Notice the two words at the beginning of that previous paragraph: In retrospect. Of course the Flyers could justify the pursuit of Lindros at the time. He was the next Great One, and if he hadn't been so injury- and drama-riddled, everything might have worked out as everyone believed it would. But that's the thing about the sorts of moves that the Flyers routinely used to make: They were always justifiable in the moment. The true and oft-foreseeable cost came later. Hextall is, if nothing else, mindful of the long term, particularly when it's self-evident in situations such as Lindblom's.

He was 17 when they drafted him. They had relatively little invested in him because he was a fifth-round pick. They could afford to wait and hope, which Hextall, by all accounts and appearances, seems inclined to do anyway. Now that Lindblom is bigger and stronger (6-foot-2 and closing in on 200 pounds), now that he is the reigning Swedish Hockey League forward of the year (he had 22 goals and 47 points in 52 games for Brynas IF), they may have mined a jewel.

"Sometimes those guys who go in the fifth round, sixth round, there's a lot less focus," Hextall said. "Oskar's a great example, right? We picked Oskar. He goes back to Europe. Nobody even talks about him. What does he do? He just gets better and better and better. But there also wasn't a spotlight on him.

"Quite frankly, I wish all our kids could go away and nobody talk about them. And all of a sudden, they show up three months later, and we're like, 'Wow, this kid's a pretty good player.' But (with) social media and everything else nowadays, you can't hide them. Some of these kids, we put way too much pressure on at a young age. Oskar went away. No one knew who the hell he was, fifth-round pick, just keeps getting better and better. And all of a sudden he's the SHL forward of the year."

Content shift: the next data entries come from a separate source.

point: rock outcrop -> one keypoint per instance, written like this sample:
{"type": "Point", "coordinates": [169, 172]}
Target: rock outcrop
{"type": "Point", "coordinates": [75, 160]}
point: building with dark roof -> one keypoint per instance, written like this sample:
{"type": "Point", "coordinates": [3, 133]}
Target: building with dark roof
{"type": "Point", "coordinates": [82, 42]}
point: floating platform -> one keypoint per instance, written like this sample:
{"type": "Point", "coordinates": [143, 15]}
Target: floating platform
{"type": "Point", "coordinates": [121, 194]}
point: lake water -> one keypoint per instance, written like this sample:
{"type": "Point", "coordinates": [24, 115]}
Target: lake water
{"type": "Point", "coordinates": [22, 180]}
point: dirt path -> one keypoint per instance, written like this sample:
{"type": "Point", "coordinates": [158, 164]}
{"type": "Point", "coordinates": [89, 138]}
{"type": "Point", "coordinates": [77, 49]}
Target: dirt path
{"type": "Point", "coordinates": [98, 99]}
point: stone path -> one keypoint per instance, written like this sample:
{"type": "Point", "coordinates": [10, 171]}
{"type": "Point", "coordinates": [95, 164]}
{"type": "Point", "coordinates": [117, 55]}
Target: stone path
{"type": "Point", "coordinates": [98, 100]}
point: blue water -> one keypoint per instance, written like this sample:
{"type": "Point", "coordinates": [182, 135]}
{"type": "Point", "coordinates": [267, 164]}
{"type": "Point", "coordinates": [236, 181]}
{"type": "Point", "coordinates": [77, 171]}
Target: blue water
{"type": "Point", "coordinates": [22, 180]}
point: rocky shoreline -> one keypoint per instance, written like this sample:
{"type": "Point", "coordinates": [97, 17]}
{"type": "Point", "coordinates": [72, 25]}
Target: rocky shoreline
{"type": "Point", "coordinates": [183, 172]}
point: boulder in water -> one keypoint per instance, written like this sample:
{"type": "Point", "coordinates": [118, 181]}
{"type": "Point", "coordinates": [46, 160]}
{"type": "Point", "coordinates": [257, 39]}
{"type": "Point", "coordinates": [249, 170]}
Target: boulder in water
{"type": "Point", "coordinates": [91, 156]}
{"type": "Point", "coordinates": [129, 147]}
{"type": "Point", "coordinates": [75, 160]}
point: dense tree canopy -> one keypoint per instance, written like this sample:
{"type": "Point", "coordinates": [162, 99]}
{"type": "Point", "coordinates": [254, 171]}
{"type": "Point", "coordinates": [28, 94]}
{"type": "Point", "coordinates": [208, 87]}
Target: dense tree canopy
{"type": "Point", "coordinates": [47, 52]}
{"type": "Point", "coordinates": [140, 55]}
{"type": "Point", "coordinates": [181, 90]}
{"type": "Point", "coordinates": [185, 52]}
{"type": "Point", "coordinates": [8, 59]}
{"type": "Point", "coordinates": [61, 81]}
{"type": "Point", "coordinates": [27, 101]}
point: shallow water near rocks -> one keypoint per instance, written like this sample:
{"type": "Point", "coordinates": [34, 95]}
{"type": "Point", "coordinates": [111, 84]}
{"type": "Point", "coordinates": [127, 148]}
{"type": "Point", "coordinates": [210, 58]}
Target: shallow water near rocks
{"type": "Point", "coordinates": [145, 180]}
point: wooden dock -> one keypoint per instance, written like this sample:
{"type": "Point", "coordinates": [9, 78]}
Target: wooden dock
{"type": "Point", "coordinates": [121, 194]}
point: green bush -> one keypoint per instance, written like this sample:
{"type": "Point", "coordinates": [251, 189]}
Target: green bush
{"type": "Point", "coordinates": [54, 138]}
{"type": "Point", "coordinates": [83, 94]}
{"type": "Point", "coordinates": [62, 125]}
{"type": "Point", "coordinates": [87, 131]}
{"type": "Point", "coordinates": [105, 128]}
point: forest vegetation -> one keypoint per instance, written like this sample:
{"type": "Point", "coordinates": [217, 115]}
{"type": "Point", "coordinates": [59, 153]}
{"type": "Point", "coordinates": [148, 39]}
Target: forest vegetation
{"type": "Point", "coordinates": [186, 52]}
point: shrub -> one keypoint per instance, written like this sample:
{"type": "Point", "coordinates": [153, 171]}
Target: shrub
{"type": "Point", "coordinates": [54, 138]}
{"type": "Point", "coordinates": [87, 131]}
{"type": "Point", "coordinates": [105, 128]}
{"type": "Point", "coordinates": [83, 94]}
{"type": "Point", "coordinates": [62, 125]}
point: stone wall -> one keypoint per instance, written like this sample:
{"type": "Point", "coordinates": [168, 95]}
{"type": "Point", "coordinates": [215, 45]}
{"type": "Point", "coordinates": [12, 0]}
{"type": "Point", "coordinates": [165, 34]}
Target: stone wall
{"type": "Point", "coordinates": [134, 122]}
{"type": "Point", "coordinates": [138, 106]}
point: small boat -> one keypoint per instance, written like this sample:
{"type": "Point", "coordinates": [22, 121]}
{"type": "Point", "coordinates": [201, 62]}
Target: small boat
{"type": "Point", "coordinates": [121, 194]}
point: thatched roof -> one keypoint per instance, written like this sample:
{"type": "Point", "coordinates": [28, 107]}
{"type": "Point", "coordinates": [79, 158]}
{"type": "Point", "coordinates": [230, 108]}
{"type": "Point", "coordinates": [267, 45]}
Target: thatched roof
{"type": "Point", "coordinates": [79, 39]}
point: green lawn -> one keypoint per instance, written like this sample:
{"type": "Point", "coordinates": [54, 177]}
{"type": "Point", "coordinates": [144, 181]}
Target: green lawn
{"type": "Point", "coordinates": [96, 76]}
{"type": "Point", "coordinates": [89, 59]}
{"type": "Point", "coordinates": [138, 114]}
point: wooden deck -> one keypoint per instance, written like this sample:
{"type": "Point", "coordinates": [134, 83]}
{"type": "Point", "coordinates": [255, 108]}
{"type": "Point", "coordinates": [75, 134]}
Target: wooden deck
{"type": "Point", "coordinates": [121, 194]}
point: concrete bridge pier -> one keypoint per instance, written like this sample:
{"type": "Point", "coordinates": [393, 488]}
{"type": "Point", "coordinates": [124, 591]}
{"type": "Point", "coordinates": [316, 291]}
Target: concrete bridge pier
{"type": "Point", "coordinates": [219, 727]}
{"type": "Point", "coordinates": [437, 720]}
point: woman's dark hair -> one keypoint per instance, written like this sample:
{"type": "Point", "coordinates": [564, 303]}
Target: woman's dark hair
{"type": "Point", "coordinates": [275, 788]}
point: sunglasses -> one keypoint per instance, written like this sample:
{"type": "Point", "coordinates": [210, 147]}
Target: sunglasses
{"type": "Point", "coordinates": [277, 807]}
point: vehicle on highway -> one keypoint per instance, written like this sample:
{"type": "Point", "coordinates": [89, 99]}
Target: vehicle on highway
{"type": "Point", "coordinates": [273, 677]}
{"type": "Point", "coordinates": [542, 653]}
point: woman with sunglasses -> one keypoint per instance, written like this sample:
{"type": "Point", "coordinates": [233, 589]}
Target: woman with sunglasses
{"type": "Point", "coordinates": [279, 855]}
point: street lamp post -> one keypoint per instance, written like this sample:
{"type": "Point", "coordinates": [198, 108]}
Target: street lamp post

For the Flyers, it would be a pretty stark break from the past if Lindblom were to develop into an important member of their young core. If you're looking to excuse the Flyers for their once-chronic impatience, you could make a persuasive, and ironic, argument that they didn't have all that many prospects worth waiting for anyway. Review their draft history since the late 1980s, and you'll struggle to find low-round picks who became contributors, never mind franchise fixtures. Contrast that track record with, say, the Detroit Red Wings, who mastered the art: Tomas Holmstrom in the 10th round (1994), Pavel Datsyuk in the fifth round (1998), Zetterberg in the seventh round (1999), Johan Franzen in the third round (2004), just to name a few. An organization needs that good scouting, that good fortune, that good sense to recognize that certain players, sometimes even the long shots, require only a little time.

"It's just a couple of years to be ready to come over here," Lindblom said. "You feel you're not ready, you're not going to go over. Early? That's just stupid."